Prof. Jayanth R. Varma’s Financial Markets Blog

A blog on financial markets and their regulation

More on Debt Management Office and the Reserve Bank of India

Sankt Ingen responds
to my previous piece
on this subject and asks what is it that the Debt Management Office
can do that the RBI cannot do. Sankt Ingen thinks that I am arguing
for fancy derivatives and similar stuff conjured up by bright young
MBAs. No, what I would like to see is very low brow stuff.

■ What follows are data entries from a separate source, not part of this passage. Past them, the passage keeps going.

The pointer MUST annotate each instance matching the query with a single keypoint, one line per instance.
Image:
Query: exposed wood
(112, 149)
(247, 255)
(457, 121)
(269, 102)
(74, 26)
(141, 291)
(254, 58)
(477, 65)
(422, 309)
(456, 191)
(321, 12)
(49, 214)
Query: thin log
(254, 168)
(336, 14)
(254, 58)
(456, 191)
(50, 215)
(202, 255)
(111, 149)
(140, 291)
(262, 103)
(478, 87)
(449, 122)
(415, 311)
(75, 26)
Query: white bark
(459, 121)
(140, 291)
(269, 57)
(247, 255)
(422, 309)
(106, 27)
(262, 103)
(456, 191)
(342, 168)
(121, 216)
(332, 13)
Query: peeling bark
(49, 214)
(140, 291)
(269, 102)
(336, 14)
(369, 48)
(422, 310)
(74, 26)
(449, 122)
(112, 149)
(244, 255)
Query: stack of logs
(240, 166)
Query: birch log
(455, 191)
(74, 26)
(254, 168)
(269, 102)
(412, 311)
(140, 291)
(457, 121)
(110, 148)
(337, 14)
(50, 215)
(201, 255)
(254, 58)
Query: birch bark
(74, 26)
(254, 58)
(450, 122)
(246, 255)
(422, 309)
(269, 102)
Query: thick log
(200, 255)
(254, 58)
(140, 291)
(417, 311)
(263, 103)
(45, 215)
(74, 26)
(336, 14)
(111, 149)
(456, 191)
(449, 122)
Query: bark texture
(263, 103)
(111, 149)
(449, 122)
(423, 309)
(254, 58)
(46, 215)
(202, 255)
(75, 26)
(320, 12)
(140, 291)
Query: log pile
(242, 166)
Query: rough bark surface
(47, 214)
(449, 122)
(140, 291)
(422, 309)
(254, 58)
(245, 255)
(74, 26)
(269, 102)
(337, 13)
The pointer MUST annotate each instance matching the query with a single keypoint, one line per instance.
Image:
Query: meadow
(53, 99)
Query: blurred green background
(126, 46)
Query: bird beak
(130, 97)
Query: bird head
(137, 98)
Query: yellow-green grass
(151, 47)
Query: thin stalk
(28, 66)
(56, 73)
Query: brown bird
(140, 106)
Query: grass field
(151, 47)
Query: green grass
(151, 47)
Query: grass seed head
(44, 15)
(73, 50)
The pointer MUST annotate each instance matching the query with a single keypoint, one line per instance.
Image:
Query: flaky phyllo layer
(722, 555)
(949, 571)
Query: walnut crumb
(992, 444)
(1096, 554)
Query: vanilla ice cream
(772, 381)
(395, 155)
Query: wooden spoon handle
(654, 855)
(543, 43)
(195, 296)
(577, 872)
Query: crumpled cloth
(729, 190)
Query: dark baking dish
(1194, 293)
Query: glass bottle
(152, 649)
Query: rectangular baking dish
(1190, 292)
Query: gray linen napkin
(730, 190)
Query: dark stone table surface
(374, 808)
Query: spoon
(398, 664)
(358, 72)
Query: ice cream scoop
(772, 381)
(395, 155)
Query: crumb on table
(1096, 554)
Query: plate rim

In an institution like the RBI that does something as high brow as
monetary policy and financial stability, the low brow job of peddling
government bonds will never be treated with respect and
seriousness. While the DMO whose sole job is to peddle those bonds
will I hope do that with the same professionalism that an FMCG company
brings to peddling toothpaste.

Yes, I mean that in all seriousness. The job of distributing
government bonds to every nook and corner of the country is as much a
matter of logistics, distribution and marketing as the selling of
detergents and toothpastes. In India (and in many other countries),
the system for distributing toothpastes is far superior to the system
of distributing government bonds (and many other financial
products).

Government bonds are a critical element of the asset allocation
strategies of individuals, companies and institutions. It is a scandal
that their effective distribution is restricted to a handful of elite
institutions.

This lack of diversity of participants is a key factor in the
underdevelopment of the government securities market in India. In
equities, when domestic retail investors are selling, maybe domestic
institutions are buying, and when both of them are selling, maybe
foreign institutions are buying. One wishes that foreign retail could
also participate and bring even greater variety to the market, but we
do have reasonable diversity of players. We did not have this
diversity in the late 1980s or early 1990s in Indian equities and the
markets then lacked the resilience that they have now. At the
slightest shock, the exchanges simply shut down the market to deal
with the imbalance.

When I look at government securities market today, it is just banks
(and LIC at the long end). All banks face the same liquidity shocks
and markets can therefore easily become highly one sided. At a deeper
level, banks are the wrong kind of buyers for long term government
bonds because of the asset liability mismatch. The real reason why
governments borrow from banks is the same as the reason why robbers
steal from banks – that is where the money is easily
available.

The government securities market today is not a market filled with
investors, hedgers and speculators with diverse liquidity needs and
different investment horizons. We have a crazy scheme of small savings
that completely fragments the market by segregating retail investors
in separate instruments altogether. Even the retail trading of
government securities themselves is segregated from the inter bank
market.

The biggest problem is that the RBI does not see investors in
government securities as its customers at all – the banks are
its wards and retail investors are just a nuisance to be segregated in
a tiny and separate corner of the market. I wrote a paper
on this five years ago.

I believe that with the right market design, India can and should
aspire for a government securities market that is deeper and more
liquid than that of the typical emerging market. I think in terms of
the size of the economy, the outstanding stock of rupee government
debt, the existence of a critical mass of financial intermediaries of
reasonable sophistication and the abundance of finance talent in the
country. Yet, the vibrancy that one sees in the equity market or the
commodity derivatives market is lacking in the government bond
market.

I hope that we will get a DMO with a low brow mandate of making
government securities as easy to buy as toothpastes and detergents. I
hope that such a low brow DMO will over a period of several years give
us a deep and vibrant government securities market. This may be a
misplaced hope, but hope is the last thing that I would like to
lose. Anybody who hoped in the 1980s to see a well functioning equity
market would have been dismissed as a day dreamer, but over two
decades, this has indeed come about. Maybe we can repeat that miracle
once again in the market for government securities.